Ao observar os resultados nos vales mais atingidos, Fabricio notou “em alguns casos, o prefeito em exercício foi reeleito”, mas onde eles enfrentaram candidatos com discurso antissistema, especialmente da extrema-direita, eles perderam. “Candidatos de direita ou esquerda mais tradicionais, que apresentaram discursos institucionais, conseguiram vencer. Já aqueles que enfrentaram adversários com retórica anti-institucional perderam”.
Um exemplo disso é o município de São Leopoldo, polo do PT desde a criação do partido. Ary Vanazzi, atual prefeito, teve seu trabalho reconhecido durante as enchentes pelo apoio à população e ação rápida nos problemas. Ainda assim, seu sucessor, Nelson Spolaor, foi derrotado por um candidato do PL, o Delegado Heliomar. “Esse resultado é um exemplo claro da força do discurso antissistema, mesmo diante de uma gestão municipal reconhecida como eficiente”, cita.
No Nordeste, há notícias boas e ruins para a esquerda.
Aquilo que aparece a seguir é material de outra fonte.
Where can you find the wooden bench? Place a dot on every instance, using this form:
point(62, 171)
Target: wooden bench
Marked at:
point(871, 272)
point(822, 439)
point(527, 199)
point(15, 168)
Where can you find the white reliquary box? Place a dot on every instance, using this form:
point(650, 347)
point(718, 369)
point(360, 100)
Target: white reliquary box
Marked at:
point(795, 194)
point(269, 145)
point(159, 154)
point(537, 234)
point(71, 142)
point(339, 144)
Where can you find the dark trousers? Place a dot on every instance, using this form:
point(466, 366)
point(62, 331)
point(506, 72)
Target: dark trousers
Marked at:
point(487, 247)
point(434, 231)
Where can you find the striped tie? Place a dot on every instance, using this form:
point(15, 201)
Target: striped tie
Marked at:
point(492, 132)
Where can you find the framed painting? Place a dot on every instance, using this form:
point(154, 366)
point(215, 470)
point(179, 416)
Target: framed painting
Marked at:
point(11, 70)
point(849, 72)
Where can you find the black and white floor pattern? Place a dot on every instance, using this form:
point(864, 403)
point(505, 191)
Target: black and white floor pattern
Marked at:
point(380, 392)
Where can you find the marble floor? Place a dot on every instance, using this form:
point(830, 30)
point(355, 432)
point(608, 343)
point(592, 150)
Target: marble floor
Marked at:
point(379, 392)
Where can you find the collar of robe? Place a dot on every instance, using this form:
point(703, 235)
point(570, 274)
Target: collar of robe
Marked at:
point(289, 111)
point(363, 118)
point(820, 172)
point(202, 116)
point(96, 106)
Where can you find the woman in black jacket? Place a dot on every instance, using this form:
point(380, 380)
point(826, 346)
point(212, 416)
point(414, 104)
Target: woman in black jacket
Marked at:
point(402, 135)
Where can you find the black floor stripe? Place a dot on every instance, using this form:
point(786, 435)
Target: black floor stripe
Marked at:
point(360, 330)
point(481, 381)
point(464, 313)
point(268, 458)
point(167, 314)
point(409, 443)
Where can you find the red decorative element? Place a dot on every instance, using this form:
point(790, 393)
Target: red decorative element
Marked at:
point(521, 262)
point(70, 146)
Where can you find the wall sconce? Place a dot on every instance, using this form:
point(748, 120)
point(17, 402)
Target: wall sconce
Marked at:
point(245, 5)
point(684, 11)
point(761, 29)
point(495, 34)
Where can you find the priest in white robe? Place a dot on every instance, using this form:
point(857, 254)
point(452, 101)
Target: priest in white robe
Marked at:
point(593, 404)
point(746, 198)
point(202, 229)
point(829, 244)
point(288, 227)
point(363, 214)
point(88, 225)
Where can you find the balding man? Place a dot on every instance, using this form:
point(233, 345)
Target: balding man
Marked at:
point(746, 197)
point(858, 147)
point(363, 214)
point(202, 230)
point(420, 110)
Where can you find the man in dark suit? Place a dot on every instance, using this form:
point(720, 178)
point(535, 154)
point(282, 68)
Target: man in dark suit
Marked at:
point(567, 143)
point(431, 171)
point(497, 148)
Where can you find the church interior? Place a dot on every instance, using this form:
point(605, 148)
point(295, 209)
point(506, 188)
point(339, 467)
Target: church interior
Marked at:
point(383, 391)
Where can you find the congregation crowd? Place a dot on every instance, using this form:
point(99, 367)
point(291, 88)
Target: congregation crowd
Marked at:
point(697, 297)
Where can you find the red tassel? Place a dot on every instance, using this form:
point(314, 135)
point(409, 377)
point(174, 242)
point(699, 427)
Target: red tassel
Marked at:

Por um lado, foi nesta região que o PT obteve seu maior número de prefeituras. No entanto, na Bahia, por exemplo, o partido não venceu nenhuma cidade grande: perdeu em Salvador, Feira de Santana, Lauro de Freitas, Simões Filho, Ilhéus e Barreiras, embora ainda tenha chance no segundo turno em Camaçari. Enquanto isso, o centrão e a direita tomaram boa parte dessas cidades e das capitais.
“É preciso qualificar e quantificar essas prefeituras vencidas pelo PT. Em geral, são cidades pequenas. Não se trata de desmerecer cidades, mas sim de avaliar o peso que o partido tem nos centros dinâmicos da economia e da cultura da sociedade política brasileira. O PT chegou ao auge do número de prefeituras em 2012 que combina com o auge do lulismo com aproximadamente 600 prefeituras”, comenta Gilberto.
Ainda há esperança para o PT em duas capitais nordestinas: em Natal, com a jovem petista Natália Bonavides, e em Fortaleza com Evandro Leite. “Essa jovem deputada federal [Natália] tem um conteúdo programático sólido e carismático, sendo uma liderança promissora. Eu diria que ela está à esquerda de Boulos, pois não faz concessões em suas posições. Se vencer em Natal, será uma conquista importante, embora a cidade tenha forte viés conservador, e Paulinho Freire conte com o apoio do bolsonarismo”, diz César.